Test 4 Amino Acid Reduction Rate 5 g of glycine and 20 g of glucose were dissolved in 100 ml of distilled water, stirred, and then heated at 100 ° C., and the rate of amino acid reduction was measured for 24 hours in order to observe the progress of the Maillard reaction. Measured.

[Results] Compared with glycine, the reduction rate of alanine is low over time (0, 4, 7, 13, 24.5 hours), and glycine is less likely to cause browning due to the Maillard reaction. understood. The results are shown in Figure 2.

[0072]

According to the food preservative and storage method of the present invention, a combination of lysozyme and alanine, a combination of lysozyme, alanine and L-cystine, a combination of lysozyme, alanine and fumaric acid, and lysozyme, alanine, The combination of L-cystine and fumaric acid shows remarkable antibacterial activity and achieves a preservative effect.

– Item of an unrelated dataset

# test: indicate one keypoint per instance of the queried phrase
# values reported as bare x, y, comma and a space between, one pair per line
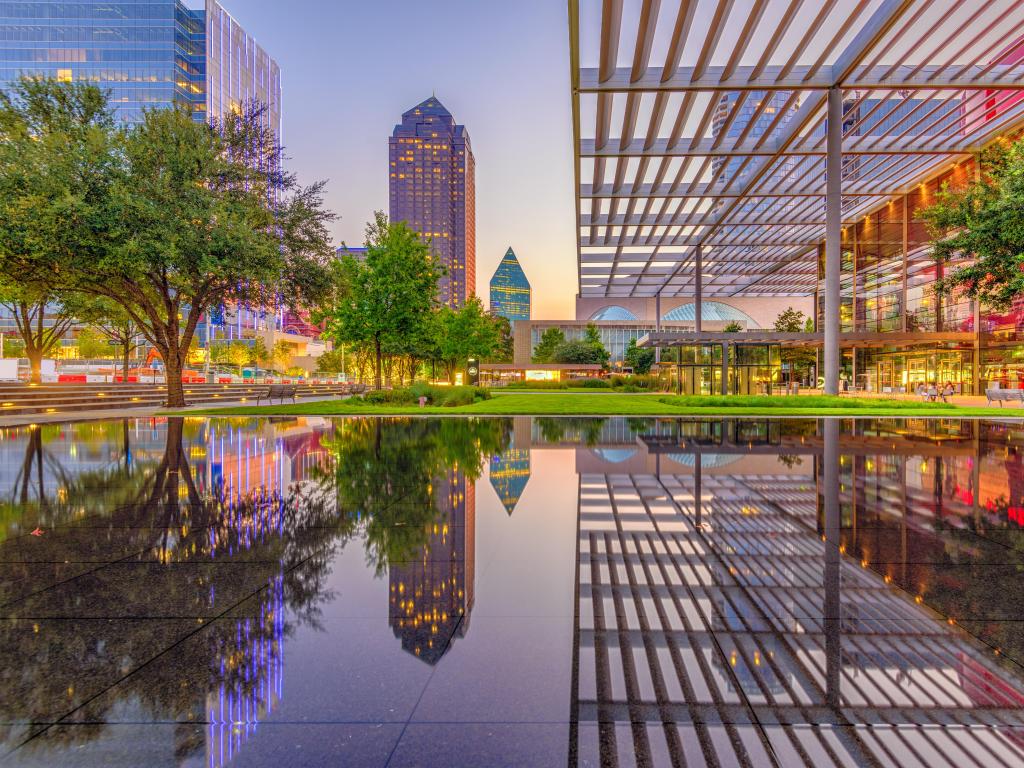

Further, since each component is a natural product, it is highly safe and browning is unlikely to occur without affecting the taste of food, so that it is suitable as a food preservative and method.
Therefore, since it is possible to increase the amount of additives, it is possible to obtain an excellent preservative effect on processed meat products, which have not been sufficiently preserved in the past, processed meat products, seafood paste, pickles, noodles, custard cream, soft cream, etc. it can.

[Brief description of drawings]

FIG. 1 is an explanatory diagram showing a transmittance due to browning.

FIG. 2 is an explanatory diagram showing the rate of decrease of amino acids over time.

Claims (5)

[Claims] 1. A food preservative containing lysozyme and alanine. 2. The ratio of lysozyme to alanine is 1 :.
The food preservative according to claim 1, which is 2 to 2000. 3. A preservative for foods, which comprises lysozyme, alanine, L-cystine and / or fumaric acid. 4. A method of preserving a food, which comprises containing lysozyme and alanine. 5. A method for preserving foods, which comprises containing lysozyme, alanine, L-cystine and / or fumaric acid.